Sequencing using the Illumina HiSeq 2000 was performed (51 bp single end reads) according to manufacturer’s protocols at ServiceXS (Leiden, The Netherlands). A total of 4.5 pmol of DNA was used. Image analysis, base calling, and quality check were performed with the Illumina data analysis pipeline RTA v1.13.48 and/or OLB v1.9 and CASAVA v1.8.2.

Bioinformatics analysis

Quality of obtained read sequences was tested with FastQC (http://www.bioinformatics.babraham.ac.uk/projects/fastqc). As no overrepresented sequences were detected, an additional 3′-trimming step was skipped.

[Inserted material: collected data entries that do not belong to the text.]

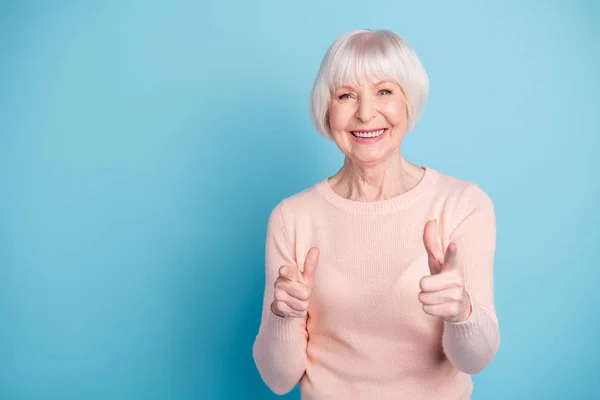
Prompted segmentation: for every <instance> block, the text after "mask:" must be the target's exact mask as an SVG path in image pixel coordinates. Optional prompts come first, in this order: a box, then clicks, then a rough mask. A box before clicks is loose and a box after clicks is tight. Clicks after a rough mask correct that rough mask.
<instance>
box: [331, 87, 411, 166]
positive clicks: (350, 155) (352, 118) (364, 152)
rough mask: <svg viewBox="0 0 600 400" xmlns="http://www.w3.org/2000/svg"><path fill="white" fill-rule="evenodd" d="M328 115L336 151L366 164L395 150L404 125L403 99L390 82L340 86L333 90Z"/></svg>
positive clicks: (405, 128)
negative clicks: (340, 152) (338, 147)
mask: <svg viewBox="0 0 600 400" xmlns="http://www.w3.org/2000/svg"><path fill="white" fill-rule="evenodd" d="M328 115H329V126H330V129H331V134H332V136H333V139H334V141H335V143H336V144H337V146H338V147H339V149H340V150H341V151H342V152H343V153H344V154H345V155H346V156H347V157H348V158H350V159H351V160H352V161H355V162H358V163H360V164H365V165H371V164H377V163H378V162H380V161H383V160H385V159H386V158H387V157H388V156H390V155H391V154H392V153H394V152H395V151H396V150H398V148H399V147H400V143H401V142H402V138H403V137H404V132H405V131H406V126H407V108H406V99H405V97H404V94H403V92H402V89H401V88H400V86H399V85H398V84H397V83H395V82H393V81H379V82H373V81H372V80H371V81H367V82H365V83H361V84H358V83H357V84H345V85H343V86H342V87H340V88H338V89H337V90H335V91H333V93H332V95H331V101H330V104H329V108H328Z"/></svg>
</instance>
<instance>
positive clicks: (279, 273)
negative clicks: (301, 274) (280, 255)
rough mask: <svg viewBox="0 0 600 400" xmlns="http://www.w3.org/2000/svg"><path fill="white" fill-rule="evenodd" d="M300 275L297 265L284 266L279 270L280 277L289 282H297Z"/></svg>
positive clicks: (280, 268) (279, 275)
mask: <svg viewBox="0 0 600 400" xmlns="http://www.w3.org/2000/svg"><path fill="white" fill-rule="evenodd" d="M299 275H300V271H299V270H298V267H296V266H295V265H283V266H282V267H280V268H279V276H281V277H282V278H285V279H287V280H288V281H292V282H295V281H297V280H298V276H299Z"/></svg>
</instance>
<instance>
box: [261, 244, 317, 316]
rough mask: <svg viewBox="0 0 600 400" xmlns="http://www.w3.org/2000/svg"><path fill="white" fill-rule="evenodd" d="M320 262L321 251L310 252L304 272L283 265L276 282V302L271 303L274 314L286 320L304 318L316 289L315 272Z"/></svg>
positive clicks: (275, 287) (285, 265)
mask: <svg viewBox="0 0 600 400" xmlns="http://www.w3.org/2000/svg"><path fill="white" fill-rule="evenodd" d="M318 262H319V249H318V248H317V247H313V248H311V249H310V250H309V251H308V254H307V255H306V260H305V261H304V272H301V271H300V270H299V269H298V267H297V266H295V265H283V266H281V267H280V268H279V276H278V277H277V279H276V280H275V300H273V303H271V311H272V312H273V314H275V315H277V316H279V317H284V318H304V317H305V316H306V313H307V312H308V300H309V299H310V295H311V294H312V291H313V289H314V287H315V270H316V268H317V263H318Z"/></svg>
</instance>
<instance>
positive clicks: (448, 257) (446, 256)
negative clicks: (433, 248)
mask: <svg viewBox="0 0 600 400" xmlns="http://www.w3.org/2000/svg"><path fill="white" fill-rule="evenodd" d="M455 268H458V266H457V265H456V244H455V243H450V245H449V246H448V248H447V249H446V254H445V255H444V263H443V264H442V269H441V271H440V272H445V271H451V270H453V269H455Z"/></svg>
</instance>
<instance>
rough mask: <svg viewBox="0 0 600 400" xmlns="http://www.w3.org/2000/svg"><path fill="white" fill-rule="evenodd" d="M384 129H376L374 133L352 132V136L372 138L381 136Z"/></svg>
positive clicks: (364, 131)
mask: <svg viewBox="0 0 600 400" xmlns="http://www.w3.org/2000/svg"><path fill="white" fill-rule="evenodd" d="M385 131H386V129H378V130H376V131H352V134H353V135H354V136H356V137H358V138H374V137H379V136H381V135H383V133H384V132H385Z"/></svg>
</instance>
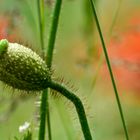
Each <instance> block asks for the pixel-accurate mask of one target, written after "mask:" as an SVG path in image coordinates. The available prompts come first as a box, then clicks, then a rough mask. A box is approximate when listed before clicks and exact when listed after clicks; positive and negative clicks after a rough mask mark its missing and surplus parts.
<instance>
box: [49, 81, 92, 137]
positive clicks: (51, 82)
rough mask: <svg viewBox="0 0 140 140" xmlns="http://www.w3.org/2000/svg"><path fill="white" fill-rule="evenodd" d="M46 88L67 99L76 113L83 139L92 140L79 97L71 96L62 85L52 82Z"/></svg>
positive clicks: (68, 91) (67, 91) (89, 129)
mask: <svg viewBox="0 0 140 140" xmlns="http://www.w3.org/2000/svg"><path fill="white" fill-rule="evenodd" d="M48 87H50V88H51V89H54V90H56V91H58V92H60V93H61V94H62V95H63V96H65V97H66V98H67V99H69V100H70V101H71V102H72V103H73V104H74V106H75V108H76V111H77V113H78V117H79V121H80V124H81V128H82V131H83V135H84V138H85V140H92V137H91V133H90V129H89V126H88V121H87V118H86V113H85V109H84V106H83V104H82V102H81V100H80V99H79V97H77V96H76V95H75V94H73V93H72V92H70V91H69V90H67V89H66V88H65V87H63V86H62V85H60V84H58V83H56V82H53V81H51V82H50V84H49V85H48Z"/></svg>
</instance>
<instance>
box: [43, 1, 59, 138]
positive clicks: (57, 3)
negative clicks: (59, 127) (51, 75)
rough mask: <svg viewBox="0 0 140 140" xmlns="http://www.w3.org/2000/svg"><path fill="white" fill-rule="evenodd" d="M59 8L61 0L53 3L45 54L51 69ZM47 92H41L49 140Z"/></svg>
mask: <svg viewBox="0 0 140 140" xmlns="http://www.w3.org/2000/svg"><path fill="white" fill-rule="evenodd" d="M60 9H61V0H57V2H56V5H55V9H54V14H53V21H52V27H51V33H50V38H49V45H48V51H47V56H46V64H47V66H48V68H49V69H51V65H52V58H53V50H54V44H55V38H56V31H57V27H58V20H59V14H60ZM48 93H49V91H48V89H46V90H45V91H44V92H43V94H46V106H47V108H46V113H47V122H48V123H47V124H48V139H49V140H51V139H52V136H51V123H50V112H49V100H48V98H49V97H48V96H49V95H48ZM44 115H45V114H44Z"/></svg>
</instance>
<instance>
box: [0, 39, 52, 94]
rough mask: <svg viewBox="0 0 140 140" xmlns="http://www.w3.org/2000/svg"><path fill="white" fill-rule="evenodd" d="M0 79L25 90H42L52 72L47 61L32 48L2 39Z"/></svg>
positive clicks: (1, 46) (13, 87)
mask: <svg viewBox="0 0 140 140" xmlns="http://www.w3.org/2000/svg"><path fill="white" fill-rule="evenodd" d="M0 80H1V81H2V82H4V83H5V84H7V85H9V86H11V87H13V88H15V89H19V90H24V91H40V90H43V89H45V88H47V84H48V83H49V81H50V72H49V70H48V68H47V65H46V64H45V61H43V59H42V58H41V57H40V56H39V55H38V54H36V53H35V52H34V51H32V50H31V49H29V48H27V47H25V46H23V45H20V44H17V43H9V42H8V41H7V40H6V39H2V40H1V41H0Z"/></svg>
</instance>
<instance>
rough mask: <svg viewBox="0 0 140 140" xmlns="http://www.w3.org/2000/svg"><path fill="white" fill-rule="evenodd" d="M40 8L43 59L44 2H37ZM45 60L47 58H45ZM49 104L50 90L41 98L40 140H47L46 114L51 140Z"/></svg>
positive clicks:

Quantification was done using kallisto (v.0.43.0; bootstraps: 100) [33] against cDNA sequences (Arabidopsis thaliana: Araport11) [34]. Differential expression analysis was carried out using EdgeR package in R/Bioconductor [35]. FDR cutoff of ≤ 0.05 and log2 fold change ≥ 1 were used to identify significantly differentially expressed genes. Heatmaps and clustering for selected groups of genes were made using pheatmap R-package [36]. Significantly enriched GO terms were identified using GOSeq package [37] in R/Bioconductor with FDR cutoff of ≤ 0.05. Pathway analysis was done using MapMan (v 3.5.1R2) [38]. Co-expressed genes were identified using the CoNekT platform [39]. The multiple sequence alignment of protein sequences, obtained from Phytozome, was established using MUSCLE and the phylogenetic tree was constructed using Simple Phylogeny [40].

Metabolome analysis of primary and secondary metabolites

Primary metabolites were determined by a previously established GC–MS protocol [41], using seedlings as plant material and six biological replicates. Chromatograms and mass spectra were evaluated by Chroma TOF® 4.2 (Leco, MI, USA) and TagFinder 4.0 for the quantification and annotation of the peaks using the MPI Golm Metabolome Database (GMD, http://gmd.mpimp-golm.mpg.de/) [42]. The parameters used for the identification of the metabolites [43] are summarized in Supplementary Table 5. The amounts of metabolites were analyzed as relative metabolite abundances calculated by normalization of signal intensity to that of ribitol, which was added as an internal standard, and then by the fresh weight of the material. The whole dataset is provided in Supplementary Table 5. Data analysis was done using MetaboAnalyst 2.0 (www.metaboanalyst.ca) [44, 45].